Der Senat folgt dem Verwaltungsgericht in Verbindung mit der Begründung des Kostenfestsetzungsbeschlusses auch darin, dass sich diese Bemühungen unmittelbar auf die in dem konkreten Verfahren, dessen Abrechnung in Rede steht, streitgegenständliche Rechtssache beziehen müssen.

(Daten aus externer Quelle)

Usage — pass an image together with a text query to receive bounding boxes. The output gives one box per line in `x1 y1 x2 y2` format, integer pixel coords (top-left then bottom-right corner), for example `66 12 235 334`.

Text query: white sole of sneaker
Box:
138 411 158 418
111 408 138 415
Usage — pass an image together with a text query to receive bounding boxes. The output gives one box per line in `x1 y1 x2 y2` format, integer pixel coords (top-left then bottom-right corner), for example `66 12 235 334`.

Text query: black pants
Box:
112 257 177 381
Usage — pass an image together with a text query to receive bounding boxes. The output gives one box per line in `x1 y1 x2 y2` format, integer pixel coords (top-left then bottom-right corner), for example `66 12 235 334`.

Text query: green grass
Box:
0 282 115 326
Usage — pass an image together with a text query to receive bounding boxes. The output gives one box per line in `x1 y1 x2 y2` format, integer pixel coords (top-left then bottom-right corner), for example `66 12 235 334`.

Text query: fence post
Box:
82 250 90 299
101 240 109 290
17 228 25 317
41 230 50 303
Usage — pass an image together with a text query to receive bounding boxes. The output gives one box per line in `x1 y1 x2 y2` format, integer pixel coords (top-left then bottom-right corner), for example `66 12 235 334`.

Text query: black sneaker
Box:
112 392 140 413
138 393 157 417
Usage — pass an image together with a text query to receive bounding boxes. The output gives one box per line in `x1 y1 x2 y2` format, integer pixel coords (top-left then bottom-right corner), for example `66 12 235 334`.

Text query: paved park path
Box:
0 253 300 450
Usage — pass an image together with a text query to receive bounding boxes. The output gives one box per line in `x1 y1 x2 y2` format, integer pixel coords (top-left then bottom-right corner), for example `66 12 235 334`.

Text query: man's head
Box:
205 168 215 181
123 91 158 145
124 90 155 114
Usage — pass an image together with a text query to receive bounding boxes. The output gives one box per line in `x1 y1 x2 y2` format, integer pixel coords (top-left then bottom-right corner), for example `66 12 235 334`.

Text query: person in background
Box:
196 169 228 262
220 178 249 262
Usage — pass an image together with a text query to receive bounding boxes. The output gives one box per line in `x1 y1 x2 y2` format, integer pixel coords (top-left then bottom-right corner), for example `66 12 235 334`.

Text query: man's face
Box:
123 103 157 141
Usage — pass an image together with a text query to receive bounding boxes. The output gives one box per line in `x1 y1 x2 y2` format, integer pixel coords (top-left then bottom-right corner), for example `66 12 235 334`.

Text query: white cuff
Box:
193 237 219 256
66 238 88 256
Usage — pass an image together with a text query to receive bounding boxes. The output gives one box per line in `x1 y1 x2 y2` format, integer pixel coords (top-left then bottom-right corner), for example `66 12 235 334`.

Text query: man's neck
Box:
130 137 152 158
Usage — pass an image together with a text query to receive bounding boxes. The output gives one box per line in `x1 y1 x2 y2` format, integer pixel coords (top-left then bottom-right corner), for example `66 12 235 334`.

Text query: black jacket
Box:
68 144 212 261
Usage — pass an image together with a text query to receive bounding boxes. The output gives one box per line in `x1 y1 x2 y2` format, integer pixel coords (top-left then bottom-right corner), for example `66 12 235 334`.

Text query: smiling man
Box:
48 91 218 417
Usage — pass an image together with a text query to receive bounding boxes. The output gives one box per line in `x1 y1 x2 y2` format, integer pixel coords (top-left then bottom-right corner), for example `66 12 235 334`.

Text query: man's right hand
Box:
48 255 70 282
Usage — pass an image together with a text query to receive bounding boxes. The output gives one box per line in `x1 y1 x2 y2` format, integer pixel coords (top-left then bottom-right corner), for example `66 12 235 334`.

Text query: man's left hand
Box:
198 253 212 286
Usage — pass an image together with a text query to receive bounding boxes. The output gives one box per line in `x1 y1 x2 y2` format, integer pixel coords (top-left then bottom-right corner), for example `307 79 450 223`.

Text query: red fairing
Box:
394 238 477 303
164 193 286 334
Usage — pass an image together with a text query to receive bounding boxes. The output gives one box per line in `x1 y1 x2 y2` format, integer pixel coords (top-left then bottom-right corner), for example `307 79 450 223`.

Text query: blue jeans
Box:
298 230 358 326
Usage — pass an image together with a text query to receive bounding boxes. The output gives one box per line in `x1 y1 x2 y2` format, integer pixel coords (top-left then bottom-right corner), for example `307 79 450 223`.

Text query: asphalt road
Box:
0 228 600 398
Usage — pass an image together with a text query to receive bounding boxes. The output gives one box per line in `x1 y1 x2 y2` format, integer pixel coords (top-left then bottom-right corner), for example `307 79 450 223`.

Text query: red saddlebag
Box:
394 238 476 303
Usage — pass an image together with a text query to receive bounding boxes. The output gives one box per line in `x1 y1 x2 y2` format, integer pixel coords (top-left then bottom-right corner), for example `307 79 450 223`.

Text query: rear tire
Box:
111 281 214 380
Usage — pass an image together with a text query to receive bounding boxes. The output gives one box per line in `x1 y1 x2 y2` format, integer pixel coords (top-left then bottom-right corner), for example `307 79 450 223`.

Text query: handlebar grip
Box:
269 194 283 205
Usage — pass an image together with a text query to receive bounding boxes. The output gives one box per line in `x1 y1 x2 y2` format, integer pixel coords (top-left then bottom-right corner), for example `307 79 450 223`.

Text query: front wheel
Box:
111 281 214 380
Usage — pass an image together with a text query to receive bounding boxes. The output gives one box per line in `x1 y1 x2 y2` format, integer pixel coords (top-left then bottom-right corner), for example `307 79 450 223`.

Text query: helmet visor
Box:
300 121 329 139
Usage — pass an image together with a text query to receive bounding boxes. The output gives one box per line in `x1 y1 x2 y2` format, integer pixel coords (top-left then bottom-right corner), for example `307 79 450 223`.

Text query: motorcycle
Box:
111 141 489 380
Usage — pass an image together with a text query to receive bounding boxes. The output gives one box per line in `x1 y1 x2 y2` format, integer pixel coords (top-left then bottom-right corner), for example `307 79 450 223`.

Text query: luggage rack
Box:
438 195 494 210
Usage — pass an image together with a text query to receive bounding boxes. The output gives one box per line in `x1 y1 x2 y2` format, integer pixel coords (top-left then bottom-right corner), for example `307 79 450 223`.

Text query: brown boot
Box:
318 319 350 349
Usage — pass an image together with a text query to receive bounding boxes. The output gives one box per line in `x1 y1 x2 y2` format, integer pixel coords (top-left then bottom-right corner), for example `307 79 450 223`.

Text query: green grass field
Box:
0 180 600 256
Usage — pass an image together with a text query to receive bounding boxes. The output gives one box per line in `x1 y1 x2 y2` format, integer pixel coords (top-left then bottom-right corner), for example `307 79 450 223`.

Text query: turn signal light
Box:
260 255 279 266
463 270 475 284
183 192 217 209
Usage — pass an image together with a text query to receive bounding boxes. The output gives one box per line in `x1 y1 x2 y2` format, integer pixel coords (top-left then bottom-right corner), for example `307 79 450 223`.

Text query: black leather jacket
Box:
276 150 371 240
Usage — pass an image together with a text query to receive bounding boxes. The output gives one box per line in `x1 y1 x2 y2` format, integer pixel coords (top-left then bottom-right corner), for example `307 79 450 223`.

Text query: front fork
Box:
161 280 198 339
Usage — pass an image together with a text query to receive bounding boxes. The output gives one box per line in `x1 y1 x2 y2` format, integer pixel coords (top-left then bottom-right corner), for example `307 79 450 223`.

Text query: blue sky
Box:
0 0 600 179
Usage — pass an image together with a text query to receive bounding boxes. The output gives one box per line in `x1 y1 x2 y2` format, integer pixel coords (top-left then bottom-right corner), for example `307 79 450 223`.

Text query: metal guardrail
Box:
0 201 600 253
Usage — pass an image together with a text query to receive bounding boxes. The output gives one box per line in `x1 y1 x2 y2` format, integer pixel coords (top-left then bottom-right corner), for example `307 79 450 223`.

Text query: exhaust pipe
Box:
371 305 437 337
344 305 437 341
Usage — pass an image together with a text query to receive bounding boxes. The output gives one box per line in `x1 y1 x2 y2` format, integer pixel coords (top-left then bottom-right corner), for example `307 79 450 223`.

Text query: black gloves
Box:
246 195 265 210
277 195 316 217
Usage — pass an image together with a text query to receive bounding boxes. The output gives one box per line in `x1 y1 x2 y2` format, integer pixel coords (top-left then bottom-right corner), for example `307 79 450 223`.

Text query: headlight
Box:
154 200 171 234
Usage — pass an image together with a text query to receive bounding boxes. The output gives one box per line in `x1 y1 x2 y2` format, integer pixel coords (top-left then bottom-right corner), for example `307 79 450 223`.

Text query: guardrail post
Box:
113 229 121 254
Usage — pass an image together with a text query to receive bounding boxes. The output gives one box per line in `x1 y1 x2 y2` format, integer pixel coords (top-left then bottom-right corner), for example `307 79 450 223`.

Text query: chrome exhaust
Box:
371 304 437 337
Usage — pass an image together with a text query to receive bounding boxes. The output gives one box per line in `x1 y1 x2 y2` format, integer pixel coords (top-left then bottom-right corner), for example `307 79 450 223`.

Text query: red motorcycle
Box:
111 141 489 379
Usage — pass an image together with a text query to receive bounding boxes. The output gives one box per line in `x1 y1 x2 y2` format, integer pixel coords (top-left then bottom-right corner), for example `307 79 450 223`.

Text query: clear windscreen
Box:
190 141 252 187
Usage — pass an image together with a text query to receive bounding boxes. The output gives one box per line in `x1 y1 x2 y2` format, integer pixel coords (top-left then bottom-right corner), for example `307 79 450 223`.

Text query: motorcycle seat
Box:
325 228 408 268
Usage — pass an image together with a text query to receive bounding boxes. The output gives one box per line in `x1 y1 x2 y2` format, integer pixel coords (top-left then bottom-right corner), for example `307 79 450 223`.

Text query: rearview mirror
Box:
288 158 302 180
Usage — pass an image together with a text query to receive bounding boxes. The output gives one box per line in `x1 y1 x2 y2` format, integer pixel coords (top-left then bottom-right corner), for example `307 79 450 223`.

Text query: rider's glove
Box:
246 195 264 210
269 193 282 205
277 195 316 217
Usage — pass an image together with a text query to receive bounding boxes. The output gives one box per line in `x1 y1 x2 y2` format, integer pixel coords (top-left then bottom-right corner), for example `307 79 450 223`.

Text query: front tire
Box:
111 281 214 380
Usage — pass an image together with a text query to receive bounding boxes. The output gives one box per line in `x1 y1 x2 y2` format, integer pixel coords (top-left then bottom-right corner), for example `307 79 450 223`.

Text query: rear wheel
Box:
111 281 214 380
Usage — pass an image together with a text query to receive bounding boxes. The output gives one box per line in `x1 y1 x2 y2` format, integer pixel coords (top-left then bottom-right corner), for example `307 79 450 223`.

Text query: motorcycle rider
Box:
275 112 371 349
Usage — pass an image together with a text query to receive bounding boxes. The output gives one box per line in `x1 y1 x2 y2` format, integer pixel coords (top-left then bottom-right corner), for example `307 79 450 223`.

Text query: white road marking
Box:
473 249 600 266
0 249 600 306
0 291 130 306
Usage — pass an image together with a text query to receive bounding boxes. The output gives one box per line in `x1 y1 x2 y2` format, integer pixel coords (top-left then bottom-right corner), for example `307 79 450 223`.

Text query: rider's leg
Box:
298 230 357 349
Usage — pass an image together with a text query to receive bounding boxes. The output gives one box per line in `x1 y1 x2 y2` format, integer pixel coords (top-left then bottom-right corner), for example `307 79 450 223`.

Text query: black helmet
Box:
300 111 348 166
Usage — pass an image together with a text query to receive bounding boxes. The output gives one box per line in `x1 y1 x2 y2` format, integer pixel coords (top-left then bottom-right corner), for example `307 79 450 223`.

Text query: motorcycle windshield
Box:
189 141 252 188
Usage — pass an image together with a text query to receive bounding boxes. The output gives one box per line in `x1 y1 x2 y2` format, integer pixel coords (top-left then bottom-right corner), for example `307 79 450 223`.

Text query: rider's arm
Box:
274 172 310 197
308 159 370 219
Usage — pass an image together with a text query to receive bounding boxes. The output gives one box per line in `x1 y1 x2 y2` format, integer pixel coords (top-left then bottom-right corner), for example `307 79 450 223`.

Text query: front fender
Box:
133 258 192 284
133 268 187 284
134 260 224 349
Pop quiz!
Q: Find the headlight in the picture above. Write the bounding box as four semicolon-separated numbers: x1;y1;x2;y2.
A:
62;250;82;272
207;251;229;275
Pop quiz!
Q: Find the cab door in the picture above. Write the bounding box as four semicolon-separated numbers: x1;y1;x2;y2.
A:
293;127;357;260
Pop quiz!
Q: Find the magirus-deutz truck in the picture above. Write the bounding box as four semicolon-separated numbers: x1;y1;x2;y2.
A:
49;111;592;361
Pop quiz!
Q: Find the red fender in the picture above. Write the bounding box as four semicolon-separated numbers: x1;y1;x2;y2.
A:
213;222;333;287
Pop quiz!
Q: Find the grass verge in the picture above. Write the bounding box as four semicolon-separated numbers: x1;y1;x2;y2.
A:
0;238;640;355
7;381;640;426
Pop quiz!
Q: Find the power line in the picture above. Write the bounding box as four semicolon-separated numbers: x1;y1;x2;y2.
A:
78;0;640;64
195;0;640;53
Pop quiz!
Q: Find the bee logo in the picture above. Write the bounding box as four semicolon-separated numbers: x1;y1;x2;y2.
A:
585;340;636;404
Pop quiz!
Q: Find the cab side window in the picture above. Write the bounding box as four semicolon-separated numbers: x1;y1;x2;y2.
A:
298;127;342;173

Dementsprechend können lediglich "mittelbare" Rückwirkungen aus Stellungnahmen, die von dem Rechtsanwalt in anderen (Parallel-)Verfahren abgegeben wurden, sowie auch Äußerungen des Rechtsanwalts im Schrifttum zu dem streitigen Problemkreis grundsätzlich - und so auch hier - nicht genügen, um eine Erledigungsgebühr nach § 24 BRAGO auszulösen. Wie schon in dem Kostenfestsetzungsbeschluss vom 9. Mai 2001 näher ausgeführt wurde, würde ansonsten der auch im Wortlaut der Vorschrift ("Rechtssache") hinreichend zum Ausdruck kommende nötige Bezug zu dem jeweils konkret betroffenen Verfahren aufgegeben, der seinerseits allein geeignet ist, eine sachgerechte Eingrenzung der gebührenauslösenden Tatbestandsmerkmale zu gewährleisten.
Dass hier die Beklagte die Klägerin mit Schriftsatz vom 7. Dezember 2000 klaglos gestellt hat, ging auf zwischenzeitlich ergangene Entscheidungen des BFH in drei thematisch einschlägigen Musterverfahren zurück, beruhte indes ersichtlich nicht auf besonderen Bemühungen der Prozessbevollmächtigten der Klägerin um eine unstreitige Erledigung gerade in dem hier in Rede stehenden Klageverfahren. Die Klagebegründung ließ derartige Bemühungen nicht einmal im Ansatz hervortreten; eine weitere Stellungnahme der Prozessbevollmächtigten der Klägerin erfolgte bis zur Klaglosstellung nicht. Ohne Bedeutung ist nach dem oben Ausgeführten, dass die Prozessbevollmächtigten der Klägerin - ihrem Vorbringen in der Kostenerinnerung und - beschwerde zufolge - in einem den vom BFH ausgewählten Musterverfahren parallelen Revisionsverfahren eine ausführliche Revisionsbegründung verfasst hatten und Rechtsanwalt S. darüber hinaus durch eine thematisch einschlägige Veröffentlichung in einer Fachzeitschrift hervorgetreten ist.
Die Kostenentscheidung folgt aus § 154 Abs. 2 VwGO.
Die Streitwertfestsetzung beruht auf § 13 Abs. 2 GKG, wobei der Senat das Interesse an der Durchführung des Beschwerdeverfahrens in Höhe der erstrebten Erledigungsgebühr (540,00 DM) zuzüglich des darauf entfallenden Mehrwertsteueranteils (86,40 DM) bewertet hat. Dies rechtfertigt die Einstufung in die im Tenor ausgeworfene Streitwertstufe.
Dieser Beschluss ist unanfechtbar (§ 152 VwGO).